30 Sep 2020 Impact-weighted accounting, Ronal Cohen’s solution to rewire capitalism
“How do we take into consideration externalities in companies’ reporting?” The debate about reforming capitalism is strong.
The Egyptian-born British multimillionaire Sir Ronald (Ronnie) Cohen is a dyed-in-the-wool capitalist who, at the age of 75, aims at transforming the mind-set of today’s capitalism to a more sustainable (and less social and environmental damaging) way of doing business.
Impact: Reshaping Capitalism to Drive Real Change is Ronnie’s new book. Despite the vintage slogan, the book is a critique to today’s capitalism which comes, surprisingly, with an actual and ready-packed solution. He proposes to reshape capitalism by rewriting century-old financial accounting norms to cost in the social and environmental externalities of a corporation’s assets and activities.
A kind of The Untouchables’ style, Ronnis alias Elliott Ness wants to knock down Al Capone pardon, capitalism, by making clear who is naughty and who is not. He wants companies to be total transparent about the positive and negative impacts they create in different areas through products, employment and operations, dovetailing impacts-related metrics results with existing financial and business analysis tools.
The solution has a slogan “impact-weighted accounting” and a project team at Harvard Business School (Cohen’s alma mater) dedicated to its development. The augmented form of traditional financial accounting aims at filling the gap of current income statements and balance sheets, which do not account for environmental and social externalities of corporations. Instead of reporting the damage they create, corporations pass it on to governments, so to taxpayers and through public taxes, to try and fix the problem.
The Harvard project team has already made available online a breakthrough dataset, which lays out in full the environmental costs associated with 1,800 companies (an equivalent evaluation for social costs will be published next year). In the spirit of transparency, shared (and free) learning, the methodology is all open-source and the data for the most part (roughly 80%) is drawn from the public domain.

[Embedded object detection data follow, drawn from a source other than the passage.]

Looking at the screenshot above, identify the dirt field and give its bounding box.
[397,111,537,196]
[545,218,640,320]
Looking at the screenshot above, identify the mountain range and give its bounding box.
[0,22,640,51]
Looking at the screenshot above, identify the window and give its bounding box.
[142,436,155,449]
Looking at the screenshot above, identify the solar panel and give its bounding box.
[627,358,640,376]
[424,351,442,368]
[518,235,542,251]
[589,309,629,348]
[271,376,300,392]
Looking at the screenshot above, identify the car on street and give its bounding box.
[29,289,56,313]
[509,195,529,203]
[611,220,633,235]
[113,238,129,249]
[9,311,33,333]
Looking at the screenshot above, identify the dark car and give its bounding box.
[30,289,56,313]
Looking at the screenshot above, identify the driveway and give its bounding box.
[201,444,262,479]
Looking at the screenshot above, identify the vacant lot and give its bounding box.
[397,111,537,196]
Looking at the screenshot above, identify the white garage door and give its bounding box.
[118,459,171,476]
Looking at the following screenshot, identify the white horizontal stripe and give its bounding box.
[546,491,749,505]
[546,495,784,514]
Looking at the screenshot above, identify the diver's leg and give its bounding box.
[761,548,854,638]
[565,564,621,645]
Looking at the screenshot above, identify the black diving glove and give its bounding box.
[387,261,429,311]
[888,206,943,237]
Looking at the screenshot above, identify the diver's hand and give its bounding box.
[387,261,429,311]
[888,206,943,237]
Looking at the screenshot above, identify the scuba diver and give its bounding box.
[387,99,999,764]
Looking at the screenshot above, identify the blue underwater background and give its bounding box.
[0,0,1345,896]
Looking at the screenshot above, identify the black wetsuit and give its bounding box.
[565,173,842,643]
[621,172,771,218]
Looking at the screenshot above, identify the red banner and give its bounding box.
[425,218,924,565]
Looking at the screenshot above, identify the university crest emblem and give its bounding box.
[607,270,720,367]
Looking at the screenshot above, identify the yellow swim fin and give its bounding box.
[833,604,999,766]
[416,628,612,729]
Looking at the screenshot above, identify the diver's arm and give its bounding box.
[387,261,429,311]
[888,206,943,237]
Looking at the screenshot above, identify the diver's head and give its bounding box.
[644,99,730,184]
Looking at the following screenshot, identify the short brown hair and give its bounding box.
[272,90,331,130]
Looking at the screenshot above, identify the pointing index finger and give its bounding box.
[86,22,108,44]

To understand the extent to which Ronnie’s impact-weighted accounting diverges from conventional accounting, take the case of the chemical giants Sasol and Solvay. With sales revenues of around $12bn per year, both the chemical giants would see $17bn and $4bn immediately wiped off their top line if their environmental damage had to be cost in. Another astonishing example is Intel. The US tech firm is a stellar employer, annually putting an aggregated £7bn in the pockets of its 50,000 US employees and implementing an award-winning equality programme. Yet, measure its diversity stats relative to local demographics and its positive employment impact on communities falls to about $2.5bn
These are portfolio stalwarts for mainstream investors, this is why Ronnie argues that to bring about the change he wants for the world of business, investors will have to start getting on board. Only when capital moves away from the social and environmental damage-makers to more sustainable businesses meaningful changes can take place.
Ronnie’s solution represents a breakthrough in financial accounting, but even if people’s mind-set had to be changed, would the current fossil-fuels-energised state of political and economic affairs be ready to reduce its pace? If companies had to cost in their social and environmental damages, current energetic solutions would have to be replaced with alternative energetic sources which could completely modify (and slow down) our habits. With the Covid-19 been around for quite some time so far, our habits have partially changed and already experienced a braking. If the Covid-19 recover resets our pace to pre-Covid-19 rhythm, will governments and corporations be willing to accept Ronnie’s solution?